Zou de HEERE een welgevallen hebben aan duizenden van rammen, aan tien duizenden van oliebeken? Zal ik mijn eerstgeborene geven voor mijn overtreding, de vrucht mijns buiks voor de zonde mijner ziel?
8 Ô homme, faut-il te dire ce qui est bon? Est-ce que le Seigneur demande de toi quelque chose, sinon que tu pratiques la justice, que tu aimes la miséricorde, et que tu sois prêt à cheminer avec le Seigneur ton Dieu?
Hij heeft u bekend gemaakt, o mens! wat goed is; en wat eist de HEERE van u, dan recht te doen, en weldadigheid lief te hebben, en ootmoediglijk te wandelen met uw God?
9 La voix du Seigneur sera invoquée dans la ville, et sauvera ceux qui craignent Son Nom. Écoute, tribu: Qui donc mettra l'ordre en ta cité?

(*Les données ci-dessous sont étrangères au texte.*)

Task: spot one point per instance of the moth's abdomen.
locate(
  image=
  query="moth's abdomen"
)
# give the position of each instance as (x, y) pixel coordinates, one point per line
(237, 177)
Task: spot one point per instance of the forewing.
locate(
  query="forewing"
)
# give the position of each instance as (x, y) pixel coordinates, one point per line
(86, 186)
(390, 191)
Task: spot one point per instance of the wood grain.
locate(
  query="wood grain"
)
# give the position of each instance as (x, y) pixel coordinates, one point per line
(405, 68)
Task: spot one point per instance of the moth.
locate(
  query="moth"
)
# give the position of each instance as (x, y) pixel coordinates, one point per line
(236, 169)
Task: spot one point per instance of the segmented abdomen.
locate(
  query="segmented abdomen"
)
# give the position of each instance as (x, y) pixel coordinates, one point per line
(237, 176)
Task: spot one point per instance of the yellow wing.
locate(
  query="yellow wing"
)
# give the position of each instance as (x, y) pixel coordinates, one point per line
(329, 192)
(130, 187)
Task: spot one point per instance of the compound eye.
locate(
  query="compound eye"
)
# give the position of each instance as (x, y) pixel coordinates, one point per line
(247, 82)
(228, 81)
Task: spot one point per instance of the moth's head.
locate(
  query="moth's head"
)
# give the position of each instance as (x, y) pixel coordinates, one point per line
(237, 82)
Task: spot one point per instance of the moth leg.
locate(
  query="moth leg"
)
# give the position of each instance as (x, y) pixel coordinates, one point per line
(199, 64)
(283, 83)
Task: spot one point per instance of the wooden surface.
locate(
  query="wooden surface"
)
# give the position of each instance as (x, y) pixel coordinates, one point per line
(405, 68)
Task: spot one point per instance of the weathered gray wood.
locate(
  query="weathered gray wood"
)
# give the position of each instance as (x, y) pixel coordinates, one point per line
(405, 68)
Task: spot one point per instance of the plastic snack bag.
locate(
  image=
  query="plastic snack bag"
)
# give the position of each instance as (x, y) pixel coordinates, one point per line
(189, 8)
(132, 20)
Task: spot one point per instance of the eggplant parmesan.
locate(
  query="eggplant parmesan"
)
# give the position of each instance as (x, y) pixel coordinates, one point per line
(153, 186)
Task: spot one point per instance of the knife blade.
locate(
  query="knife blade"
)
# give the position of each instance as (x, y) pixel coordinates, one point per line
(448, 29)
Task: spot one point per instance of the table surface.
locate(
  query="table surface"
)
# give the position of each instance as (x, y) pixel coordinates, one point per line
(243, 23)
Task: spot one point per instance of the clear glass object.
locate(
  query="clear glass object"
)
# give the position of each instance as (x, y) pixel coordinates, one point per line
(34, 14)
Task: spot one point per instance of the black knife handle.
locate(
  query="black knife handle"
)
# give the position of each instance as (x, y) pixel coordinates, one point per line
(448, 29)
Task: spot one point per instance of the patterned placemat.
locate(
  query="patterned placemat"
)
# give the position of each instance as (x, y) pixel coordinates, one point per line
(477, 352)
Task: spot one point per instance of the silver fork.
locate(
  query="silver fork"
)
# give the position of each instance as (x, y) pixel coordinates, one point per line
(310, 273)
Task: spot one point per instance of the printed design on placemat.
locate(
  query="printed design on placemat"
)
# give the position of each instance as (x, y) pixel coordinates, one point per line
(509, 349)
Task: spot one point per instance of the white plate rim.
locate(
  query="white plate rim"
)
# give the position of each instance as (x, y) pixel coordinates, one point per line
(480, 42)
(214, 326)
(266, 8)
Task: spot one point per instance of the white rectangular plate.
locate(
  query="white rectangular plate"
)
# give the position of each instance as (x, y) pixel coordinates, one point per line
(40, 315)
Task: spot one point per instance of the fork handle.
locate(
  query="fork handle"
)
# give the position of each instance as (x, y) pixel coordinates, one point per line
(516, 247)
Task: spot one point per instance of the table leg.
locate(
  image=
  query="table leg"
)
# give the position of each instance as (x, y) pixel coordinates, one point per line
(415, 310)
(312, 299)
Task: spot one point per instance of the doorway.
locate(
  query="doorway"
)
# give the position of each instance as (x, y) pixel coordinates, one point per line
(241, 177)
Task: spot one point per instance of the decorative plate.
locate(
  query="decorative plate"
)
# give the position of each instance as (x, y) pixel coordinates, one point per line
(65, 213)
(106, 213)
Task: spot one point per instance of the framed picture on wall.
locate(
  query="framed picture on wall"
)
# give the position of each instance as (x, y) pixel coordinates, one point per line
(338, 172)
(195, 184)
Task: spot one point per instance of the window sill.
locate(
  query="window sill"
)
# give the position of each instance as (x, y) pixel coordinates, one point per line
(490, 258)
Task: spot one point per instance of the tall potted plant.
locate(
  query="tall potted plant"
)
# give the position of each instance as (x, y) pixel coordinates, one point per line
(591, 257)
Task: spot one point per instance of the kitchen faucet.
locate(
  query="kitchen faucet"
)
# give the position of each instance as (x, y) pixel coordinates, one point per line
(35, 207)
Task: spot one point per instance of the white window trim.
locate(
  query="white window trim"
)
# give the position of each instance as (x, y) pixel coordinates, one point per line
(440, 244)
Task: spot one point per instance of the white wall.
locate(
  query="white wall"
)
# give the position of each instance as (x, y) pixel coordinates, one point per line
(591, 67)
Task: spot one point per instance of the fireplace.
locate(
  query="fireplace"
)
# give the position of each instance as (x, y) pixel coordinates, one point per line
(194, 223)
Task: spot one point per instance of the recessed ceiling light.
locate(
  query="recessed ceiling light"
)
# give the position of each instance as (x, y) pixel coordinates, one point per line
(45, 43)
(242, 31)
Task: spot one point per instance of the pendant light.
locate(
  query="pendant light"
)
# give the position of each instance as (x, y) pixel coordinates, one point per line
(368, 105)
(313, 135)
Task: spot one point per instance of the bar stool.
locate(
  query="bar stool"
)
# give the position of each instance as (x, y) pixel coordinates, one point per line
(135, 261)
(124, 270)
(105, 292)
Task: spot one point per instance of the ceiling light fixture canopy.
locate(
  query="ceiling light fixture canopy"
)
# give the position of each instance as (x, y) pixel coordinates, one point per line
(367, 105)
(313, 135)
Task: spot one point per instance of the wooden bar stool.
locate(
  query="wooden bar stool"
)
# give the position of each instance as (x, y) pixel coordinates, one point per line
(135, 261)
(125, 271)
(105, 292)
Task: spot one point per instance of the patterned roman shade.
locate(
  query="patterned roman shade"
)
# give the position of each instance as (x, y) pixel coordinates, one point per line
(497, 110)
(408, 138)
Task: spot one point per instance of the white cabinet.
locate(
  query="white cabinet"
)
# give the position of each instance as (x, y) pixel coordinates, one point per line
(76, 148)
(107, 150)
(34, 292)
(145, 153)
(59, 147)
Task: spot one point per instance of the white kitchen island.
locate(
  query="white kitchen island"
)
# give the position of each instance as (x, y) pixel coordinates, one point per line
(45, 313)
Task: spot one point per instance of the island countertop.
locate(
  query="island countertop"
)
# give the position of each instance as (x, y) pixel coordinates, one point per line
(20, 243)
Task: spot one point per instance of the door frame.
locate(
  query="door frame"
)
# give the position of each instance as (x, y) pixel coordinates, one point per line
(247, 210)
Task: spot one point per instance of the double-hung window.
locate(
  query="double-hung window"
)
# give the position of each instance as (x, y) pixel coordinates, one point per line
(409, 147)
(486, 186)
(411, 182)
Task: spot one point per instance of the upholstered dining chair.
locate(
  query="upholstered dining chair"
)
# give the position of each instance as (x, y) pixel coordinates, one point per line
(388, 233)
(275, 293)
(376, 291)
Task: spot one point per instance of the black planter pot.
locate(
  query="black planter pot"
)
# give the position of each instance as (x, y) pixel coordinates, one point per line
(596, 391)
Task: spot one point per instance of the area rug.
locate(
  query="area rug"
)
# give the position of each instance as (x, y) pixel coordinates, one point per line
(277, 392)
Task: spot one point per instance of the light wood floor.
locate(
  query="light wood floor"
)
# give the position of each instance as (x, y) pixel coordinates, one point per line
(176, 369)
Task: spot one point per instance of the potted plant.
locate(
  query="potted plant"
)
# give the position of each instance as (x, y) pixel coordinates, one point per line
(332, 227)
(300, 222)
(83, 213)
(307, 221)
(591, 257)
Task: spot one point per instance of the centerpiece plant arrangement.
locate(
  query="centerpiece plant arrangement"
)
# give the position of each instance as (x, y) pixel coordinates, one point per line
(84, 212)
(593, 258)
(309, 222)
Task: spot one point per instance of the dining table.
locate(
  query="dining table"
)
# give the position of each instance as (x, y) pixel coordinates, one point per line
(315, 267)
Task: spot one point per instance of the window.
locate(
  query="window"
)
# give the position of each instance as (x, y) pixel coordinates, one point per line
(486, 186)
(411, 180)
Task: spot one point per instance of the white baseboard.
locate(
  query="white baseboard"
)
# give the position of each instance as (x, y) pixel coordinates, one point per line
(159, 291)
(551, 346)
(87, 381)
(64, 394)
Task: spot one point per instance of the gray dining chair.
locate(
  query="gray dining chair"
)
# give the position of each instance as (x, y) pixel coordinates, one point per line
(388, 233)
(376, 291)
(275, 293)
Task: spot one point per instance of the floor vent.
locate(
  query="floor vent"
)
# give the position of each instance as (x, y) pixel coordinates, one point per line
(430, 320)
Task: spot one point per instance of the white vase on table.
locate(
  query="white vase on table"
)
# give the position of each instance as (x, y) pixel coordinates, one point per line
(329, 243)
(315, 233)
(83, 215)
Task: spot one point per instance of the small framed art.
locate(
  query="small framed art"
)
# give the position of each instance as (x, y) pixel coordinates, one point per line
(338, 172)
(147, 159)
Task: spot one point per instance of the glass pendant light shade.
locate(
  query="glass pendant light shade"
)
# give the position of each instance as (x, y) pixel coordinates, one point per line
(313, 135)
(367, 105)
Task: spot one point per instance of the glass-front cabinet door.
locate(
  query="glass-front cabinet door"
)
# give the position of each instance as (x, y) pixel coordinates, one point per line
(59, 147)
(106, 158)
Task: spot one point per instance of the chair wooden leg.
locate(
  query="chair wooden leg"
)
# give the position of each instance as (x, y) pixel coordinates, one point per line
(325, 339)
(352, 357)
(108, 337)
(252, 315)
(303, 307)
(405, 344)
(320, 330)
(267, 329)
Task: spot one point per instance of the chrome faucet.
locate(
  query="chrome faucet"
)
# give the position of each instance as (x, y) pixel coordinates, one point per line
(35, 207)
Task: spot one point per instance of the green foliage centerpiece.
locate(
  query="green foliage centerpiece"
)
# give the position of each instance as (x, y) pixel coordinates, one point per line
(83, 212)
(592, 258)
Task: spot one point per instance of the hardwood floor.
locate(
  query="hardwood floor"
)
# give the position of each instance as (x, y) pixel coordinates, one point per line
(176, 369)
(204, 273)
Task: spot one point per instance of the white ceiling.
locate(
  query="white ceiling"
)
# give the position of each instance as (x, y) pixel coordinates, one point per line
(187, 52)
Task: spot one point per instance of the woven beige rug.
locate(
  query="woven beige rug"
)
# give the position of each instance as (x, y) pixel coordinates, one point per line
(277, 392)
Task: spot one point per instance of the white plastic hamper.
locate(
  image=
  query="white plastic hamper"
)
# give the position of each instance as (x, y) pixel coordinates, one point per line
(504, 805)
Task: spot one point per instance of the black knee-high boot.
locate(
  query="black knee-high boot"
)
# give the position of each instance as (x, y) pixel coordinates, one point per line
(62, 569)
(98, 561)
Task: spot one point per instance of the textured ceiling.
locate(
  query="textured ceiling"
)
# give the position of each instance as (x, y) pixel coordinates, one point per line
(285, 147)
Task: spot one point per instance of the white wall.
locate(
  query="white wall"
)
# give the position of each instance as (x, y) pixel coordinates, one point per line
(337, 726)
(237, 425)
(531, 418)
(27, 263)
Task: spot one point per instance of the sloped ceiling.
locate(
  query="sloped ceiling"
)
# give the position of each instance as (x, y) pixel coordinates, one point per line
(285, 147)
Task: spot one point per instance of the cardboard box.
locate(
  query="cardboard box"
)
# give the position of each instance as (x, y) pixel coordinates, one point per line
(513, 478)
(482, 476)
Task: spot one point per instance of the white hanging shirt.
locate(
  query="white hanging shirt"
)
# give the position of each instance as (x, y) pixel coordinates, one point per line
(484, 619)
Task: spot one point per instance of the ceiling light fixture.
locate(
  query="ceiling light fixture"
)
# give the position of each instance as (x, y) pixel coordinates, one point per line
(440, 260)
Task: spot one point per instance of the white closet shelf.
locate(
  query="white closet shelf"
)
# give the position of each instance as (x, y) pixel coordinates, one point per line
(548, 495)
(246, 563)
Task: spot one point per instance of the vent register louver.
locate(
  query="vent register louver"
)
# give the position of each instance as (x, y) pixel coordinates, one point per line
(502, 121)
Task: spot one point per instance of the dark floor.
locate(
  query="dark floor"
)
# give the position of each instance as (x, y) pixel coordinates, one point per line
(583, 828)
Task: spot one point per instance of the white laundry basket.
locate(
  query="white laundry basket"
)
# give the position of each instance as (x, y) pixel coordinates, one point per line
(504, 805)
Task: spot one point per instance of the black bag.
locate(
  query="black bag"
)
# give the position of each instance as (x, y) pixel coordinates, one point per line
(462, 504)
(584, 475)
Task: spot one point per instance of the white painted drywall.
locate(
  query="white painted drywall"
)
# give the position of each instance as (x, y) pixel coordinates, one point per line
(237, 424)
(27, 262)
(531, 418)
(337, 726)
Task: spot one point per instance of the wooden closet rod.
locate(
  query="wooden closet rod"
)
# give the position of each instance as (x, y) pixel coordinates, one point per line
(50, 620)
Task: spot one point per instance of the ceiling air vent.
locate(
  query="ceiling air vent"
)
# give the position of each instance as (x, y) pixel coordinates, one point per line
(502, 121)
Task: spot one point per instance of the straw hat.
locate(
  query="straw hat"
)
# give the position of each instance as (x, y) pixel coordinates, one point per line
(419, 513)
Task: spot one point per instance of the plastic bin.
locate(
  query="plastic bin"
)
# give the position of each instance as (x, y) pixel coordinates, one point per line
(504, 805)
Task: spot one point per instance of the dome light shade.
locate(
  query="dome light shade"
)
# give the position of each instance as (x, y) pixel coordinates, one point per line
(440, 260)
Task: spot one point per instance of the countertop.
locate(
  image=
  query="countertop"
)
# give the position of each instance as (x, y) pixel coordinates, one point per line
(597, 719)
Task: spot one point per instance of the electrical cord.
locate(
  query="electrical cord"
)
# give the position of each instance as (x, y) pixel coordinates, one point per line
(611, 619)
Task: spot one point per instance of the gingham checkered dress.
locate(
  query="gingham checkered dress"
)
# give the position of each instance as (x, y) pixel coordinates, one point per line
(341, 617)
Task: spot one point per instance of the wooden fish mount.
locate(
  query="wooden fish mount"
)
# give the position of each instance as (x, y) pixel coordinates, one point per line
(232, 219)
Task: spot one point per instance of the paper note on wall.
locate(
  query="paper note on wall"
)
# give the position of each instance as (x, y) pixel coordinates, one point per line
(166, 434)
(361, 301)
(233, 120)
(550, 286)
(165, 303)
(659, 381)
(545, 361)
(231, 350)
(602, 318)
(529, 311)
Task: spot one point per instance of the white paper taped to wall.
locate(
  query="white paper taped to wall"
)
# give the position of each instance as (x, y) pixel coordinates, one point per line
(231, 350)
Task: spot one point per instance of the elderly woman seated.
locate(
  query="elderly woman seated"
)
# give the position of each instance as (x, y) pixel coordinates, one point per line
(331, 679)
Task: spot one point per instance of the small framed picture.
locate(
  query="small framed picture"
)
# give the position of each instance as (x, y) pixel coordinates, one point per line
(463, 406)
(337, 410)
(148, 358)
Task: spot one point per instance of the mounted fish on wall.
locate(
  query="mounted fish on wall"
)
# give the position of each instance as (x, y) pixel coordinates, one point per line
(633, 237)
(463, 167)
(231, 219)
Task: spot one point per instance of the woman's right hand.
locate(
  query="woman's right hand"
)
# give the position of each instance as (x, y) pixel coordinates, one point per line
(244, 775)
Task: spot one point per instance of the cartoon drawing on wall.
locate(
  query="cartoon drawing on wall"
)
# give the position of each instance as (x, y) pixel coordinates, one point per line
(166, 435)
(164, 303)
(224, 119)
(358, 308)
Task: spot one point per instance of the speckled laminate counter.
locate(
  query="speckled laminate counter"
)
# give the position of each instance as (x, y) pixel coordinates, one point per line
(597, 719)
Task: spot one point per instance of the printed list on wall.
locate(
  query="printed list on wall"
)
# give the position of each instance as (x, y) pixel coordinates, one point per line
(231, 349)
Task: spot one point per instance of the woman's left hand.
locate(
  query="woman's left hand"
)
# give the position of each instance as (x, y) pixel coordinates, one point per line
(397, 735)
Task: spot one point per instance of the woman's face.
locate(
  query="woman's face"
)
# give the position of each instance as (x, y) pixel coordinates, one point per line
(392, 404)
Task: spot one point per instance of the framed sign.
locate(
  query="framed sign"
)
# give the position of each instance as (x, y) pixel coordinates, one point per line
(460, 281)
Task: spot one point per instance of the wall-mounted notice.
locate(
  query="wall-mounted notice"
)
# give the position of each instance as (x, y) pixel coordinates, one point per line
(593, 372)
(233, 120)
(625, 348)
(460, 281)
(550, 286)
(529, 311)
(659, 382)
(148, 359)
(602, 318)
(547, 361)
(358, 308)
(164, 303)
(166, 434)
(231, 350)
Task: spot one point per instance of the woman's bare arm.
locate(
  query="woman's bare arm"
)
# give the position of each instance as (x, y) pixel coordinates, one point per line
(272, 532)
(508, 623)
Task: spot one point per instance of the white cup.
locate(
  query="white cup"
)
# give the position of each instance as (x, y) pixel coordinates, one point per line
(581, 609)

De stem des HEEREN roept tot de stad (want Uw Naam ziet het wezen): Hoort de roede, en wie ze besteld heeft!
10 Est-ce le feu? Est-ce la maison de l'impie amassant des trésors iniques, avec une insolente impiété?
Zijn er niet nog, in eens ieders goddelozen huis, schatten der goddeloosheid en een schaarse efa, dat te verfoeien is?
11 Sera-t-il absous, l'homme injuste avec ses fausses balances et ses faux poids en un sac?
Zou ik rein zijn, met een goddeloze weegschaal en met een zak van bedriegelijke weegstenen?
12 Car c'est ainsi que ceux qui demeurent dans la ville ont amassé leurs richesses impies; et ils ne disent que des mensonges, et dans leur bouche leur langue s'est enorgueillie.
Dewijl haar rijke lieden vol zijn van geweld, en haar inwoners leugen spreken, en haar tong bedriegelijk is in haar mond;
13 Et Moi Je commencerai par te frapper, et Je t'effacerai à cause de tes crimes.
Zo zal Ik u ook krenken, u slaande, en verwoestende om uw zonden.
14 Tu mangeras, et ne seras point rassasié, et il y aura sur toi des ténèbres; et le Seigneur Se détournera; tu ne seras point sauvée; et ceux qui échapperont seront livrés au glaive.
Gij zult eten, maar niet verzadigd worden, en uw nederdrukking zal in het midden van u zijn; en gij zult aangrijpen, maar niet wegbrengen, en wat gij zult wegbrengen, zal Ik aan het zwaard overgeven.
15 Tu sèmeras et ne moissonneras pas; tu pressureras l'olive, et tu ne seras pas oint de son huile; tu pressureras la grappe, et tu n'en boiras pas le vin; et les lois de Mon peuple seront abolies.
Gij zult zaaien, maar niet maaien; gij zult olijven treden, maar u met olie niet zalven, en most, maar geen wijn drinken.
16 Car tu as gardé les ordonnances de Zambri, et toutes les œuvres de la maison d'Achab; et tu as marché dans toutes leurs voies, pour que Je te livre, toi, à la destruction et aux sifflets de tes habitants; et vous recueillerez les opprobres des peuples.
Want de inzettingen van Omri worden onderhouden, en het ganse werk van het huis van Achab; en gij wandelt in derzelver raadslagen; opdat Ik u stelle tot verwoesting, en haar inwoners tot aanfluiting; alzo zult gij de smaadheid Mijns volks dragen.